Volkswagen plant offenbar den Abbau von weiteren 50.000 Arbeitsplätzen weltweit. Das geht aus Medienberichten und einem internen Memo von Konzernchef Oliver Blume hervor. Zusammen mit bereits beschlossenen Kürzungen könnten damit bis zu 100.000 Stellen wegfallen. Die Aktie reagiert kaum: Sie notiert bei 71,86 Euro, ein Plus von 0,11 Prozent.
Ein Kostennachteil von 20 Prozent
Der Auslöser ist eine harte Zahl. Volkswagen liegt bei den Overhead-Kosten rund 20 Prozent über dem Wettbewerbsniveau. Das entspricht einer Lücke von etwa 11 Milliarden Euro.
In seinem Memo vom 13. Juli 2026 macht Blume klar: Die bisherigen Sparmaßnahmen reichen nicht aus. Zusätzlich zu den für Deutschland bis 2030 geplanten 50.000 Stellenstreichungen kommen nun weitere 50.000 Jobs weltweit auf die Streichliste. Ende 2025 beschäftigte der Konzern weltweit noch 662.942 Mitarbeiter, inklusive der chinesischen Joint Ventures.
Die Zahlen für 2025 zeigen, warum Blume handelt. Der Umsatz lag bei 321,9 Milliarden Euro. Das Nettoeinkommen brach dennoch auf 6,9 Milliarden Euro ein.
Werke unter Beobachtung
Volkswagen will die jährliche Produktionskapazität von 12 Millionen auf etwa 9 Millionen Fahrzeuge senken. Das trifft mehrere deutsche Standorte hart. Emden, Hannover, Zwickau und Neckarsulm stehen unter besonderem Druck, dort arbeiten zusammen rund 45.000 Menschen.

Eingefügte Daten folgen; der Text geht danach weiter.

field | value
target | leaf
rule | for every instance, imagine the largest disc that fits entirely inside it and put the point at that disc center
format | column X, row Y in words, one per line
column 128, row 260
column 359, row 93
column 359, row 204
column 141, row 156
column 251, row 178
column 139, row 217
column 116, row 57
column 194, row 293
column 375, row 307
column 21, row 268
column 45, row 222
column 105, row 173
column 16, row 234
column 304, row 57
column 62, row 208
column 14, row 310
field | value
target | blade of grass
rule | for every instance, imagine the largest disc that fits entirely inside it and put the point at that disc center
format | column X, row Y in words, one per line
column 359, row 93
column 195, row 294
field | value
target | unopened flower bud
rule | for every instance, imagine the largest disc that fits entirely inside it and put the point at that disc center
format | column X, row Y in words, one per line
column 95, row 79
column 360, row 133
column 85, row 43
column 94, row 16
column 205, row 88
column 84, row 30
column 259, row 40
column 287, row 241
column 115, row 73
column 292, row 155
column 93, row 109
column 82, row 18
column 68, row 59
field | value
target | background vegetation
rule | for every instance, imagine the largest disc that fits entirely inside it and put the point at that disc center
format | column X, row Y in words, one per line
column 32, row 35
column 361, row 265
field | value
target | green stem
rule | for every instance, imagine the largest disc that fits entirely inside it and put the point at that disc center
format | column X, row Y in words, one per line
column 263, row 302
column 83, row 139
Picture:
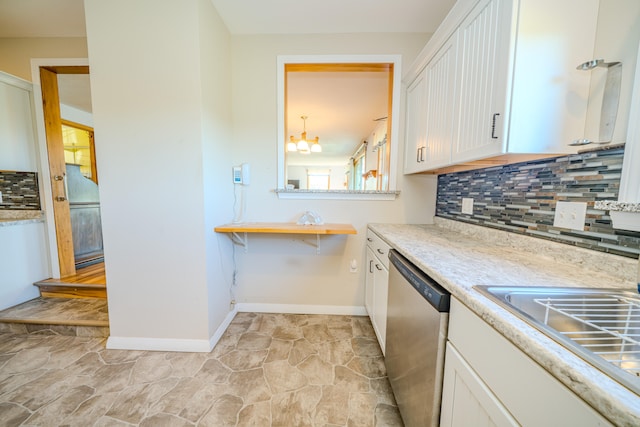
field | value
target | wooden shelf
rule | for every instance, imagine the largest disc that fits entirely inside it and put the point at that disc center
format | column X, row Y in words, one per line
column 281, row 228
column 285, row 228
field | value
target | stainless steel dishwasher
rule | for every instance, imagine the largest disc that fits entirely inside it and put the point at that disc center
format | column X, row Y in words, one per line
column 417, row 321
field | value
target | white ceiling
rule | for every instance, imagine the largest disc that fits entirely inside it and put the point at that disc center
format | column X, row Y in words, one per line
column 65, row 18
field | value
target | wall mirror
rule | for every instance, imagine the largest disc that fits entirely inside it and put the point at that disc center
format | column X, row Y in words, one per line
column 337, row 125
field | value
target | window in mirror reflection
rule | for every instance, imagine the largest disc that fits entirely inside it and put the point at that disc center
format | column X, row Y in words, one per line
column 348, row 108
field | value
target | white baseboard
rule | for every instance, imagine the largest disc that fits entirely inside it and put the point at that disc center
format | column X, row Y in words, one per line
column 158, row 344
column 222, row 328
column 168, row 344
column 348, row 310
column 205, row 346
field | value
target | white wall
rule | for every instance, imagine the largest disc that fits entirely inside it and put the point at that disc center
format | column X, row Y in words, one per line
column 17, row 143
column 154, row 89
column 23, row 247
column 285, row 269
column 16, row 53
column 23, row 255
column 616, row 40
column 215, row 76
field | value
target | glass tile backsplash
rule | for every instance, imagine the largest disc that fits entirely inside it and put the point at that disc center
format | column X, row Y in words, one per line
column 19, row 190
column 521, row 198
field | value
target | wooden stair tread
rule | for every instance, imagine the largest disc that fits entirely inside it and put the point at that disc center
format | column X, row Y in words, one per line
column 45, row 321
column 55, row 283
column 88, row 282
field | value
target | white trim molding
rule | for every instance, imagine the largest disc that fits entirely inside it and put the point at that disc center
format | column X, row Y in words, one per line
column 343, row 310
column 172, row 344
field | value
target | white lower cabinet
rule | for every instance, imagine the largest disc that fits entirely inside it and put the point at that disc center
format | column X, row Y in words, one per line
column 467, row 401
column 490, row 382
column 377, row 285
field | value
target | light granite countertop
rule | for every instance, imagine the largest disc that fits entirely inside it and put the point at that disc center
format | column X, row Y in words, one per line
column 460, row 256
column 19, row 217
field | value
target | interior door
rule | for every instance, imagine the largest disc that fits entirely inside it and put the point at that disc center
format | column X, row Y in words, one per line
column 57, row 167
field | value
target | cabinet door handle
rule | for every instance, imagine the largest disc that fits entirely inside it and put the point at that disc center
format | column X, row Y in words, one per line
column 493, row 126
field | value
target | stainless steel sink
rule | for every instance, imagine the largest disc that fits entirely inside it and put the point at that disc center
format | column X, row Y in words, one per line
column 600, row 325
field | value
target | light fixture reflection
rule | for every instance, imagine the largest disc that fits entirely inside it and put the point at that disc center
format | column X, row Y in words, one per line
column 301, row 145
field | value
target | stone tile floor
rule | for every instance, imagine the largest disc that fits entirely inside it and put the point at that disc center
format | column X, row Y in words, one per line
column 267, row 370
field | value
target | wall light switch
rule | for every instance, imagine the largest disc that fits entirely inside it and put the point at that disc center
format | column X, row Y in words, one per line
column 570, row 215
column 467, row 205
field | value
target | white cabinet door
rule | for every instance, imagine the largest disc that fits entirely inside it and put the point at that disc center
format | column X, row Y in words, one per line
column 466, row 400
column 431, row 105
column 504, row 374
column 380, row 296
column 368, row 286
column 441, row 105
column 416, row 125
column 483, row 56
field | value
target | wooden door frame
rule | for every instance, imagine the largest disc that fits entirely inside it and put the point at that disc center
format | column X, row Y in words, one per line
column 58, row 223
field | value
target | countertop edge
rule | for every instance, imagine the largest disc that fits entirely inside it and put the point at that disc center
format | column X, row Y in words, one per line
column 419, row 243
column 12, row 222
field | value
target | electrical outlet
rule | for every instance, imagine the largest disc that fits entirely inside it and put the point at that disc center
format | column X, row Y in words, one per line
column 467, row 205
column 570, row 215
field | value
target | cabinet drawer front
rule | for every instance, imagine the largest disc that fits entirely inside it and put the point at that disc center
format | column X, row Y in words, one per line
column 379, row 247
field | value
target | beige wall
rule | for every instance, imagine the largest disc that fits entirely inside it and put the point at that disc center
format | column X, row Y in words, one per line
column 16, row 54
column 161, row 100
column 286, row 269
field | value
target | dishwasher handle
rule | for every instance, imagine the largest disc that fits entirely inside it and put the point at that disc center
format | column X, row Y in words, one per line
column 428, row 288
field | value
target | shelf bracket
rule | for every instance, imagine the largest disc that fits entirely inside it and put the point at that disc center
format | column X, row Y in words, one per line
column 311, row 243
column 240, row 239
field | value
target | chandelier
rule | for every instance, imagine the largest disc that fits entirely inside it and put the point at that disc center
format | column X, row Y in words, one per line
column 304, row 145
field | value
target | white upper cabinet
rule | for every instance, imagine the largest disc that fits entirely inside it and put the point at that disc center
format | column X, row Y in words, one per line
column 501, row 80
column 484, row 44
column 416, row 125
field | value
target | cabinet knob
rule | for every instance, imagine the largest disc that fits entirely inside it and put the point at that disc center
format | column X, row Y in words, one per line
column 493, row 126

Der Aufsichtsrat hat konkrete Werksschließungen zuletzt abgelehnt. Blume hält trotzdem an seinem Restrukturierungsprogramm fest. Es umfasst 12 Initiativen und 45 Einzelbeschlüsse. Über sozialverträgliche Vereinbarungen wurden bislang bereits rund 37.000 Stellen abgebaut.
Gewerkschaft warnt, Analysten bleiben optimistisch
Die IG Metall reagierte schnell. Bezirksleiter Daniel Friedrich warnte vor Standortschließungen. Stattdessen fordert er eine strukturelle Neuausrichtung und effizientere Prozesse. Deutschland bleibe wettbewerbsfähig, sofern Doppelstrukturen fallen und der Tarifvertrag unangetastet bleibt.
Die Analysten von Jefferies sehen das Papier trotz der Krise optimistisch. Sie bestätigten am 10. Juli 2026 ihre Kaufempfehlung mit einem Kursziel von 120 Euro. Das liegt deutlich über dem aktuellen Niveau.
Charttechnik zeigt tiefe Spuren
Die Kursentwicklung spiegelt die Unsicherheit wider. Seit Jahresbeginn hat die Aktie 32,27 Prozent verloren, zum 52-Wochen-Hoch von 109,10 Euro fehlen 34,13 Prozent. Erst vor zwei Wochen, am 1. Juli, markierte das Papier bei 69,20 Euro ein neues Jahrestief.
Auch die technischen Indikatoren signalisieren Schwäche. Der Kurs liegt 13,69 Prozent unter dem 50-Tage-Durchschnitt und 23,14 Prozent unter dem 200-Tage-Durchschnitt. Der RSI von 33,3 nähert sich der überverkauften Zone.
Die annualisierte Volatilität von 32,46 Prozent zeigt: Anleger sind nervös. Das dürfte kein Zufall sein. Laut IAB steckt die deutsche Industrie im stärksten Stellenabbau seit Ende des Zweiten Weltkriegs — Volkswagen ist damit kein Einzelfall, sondern Teil eines größeren Bruchs.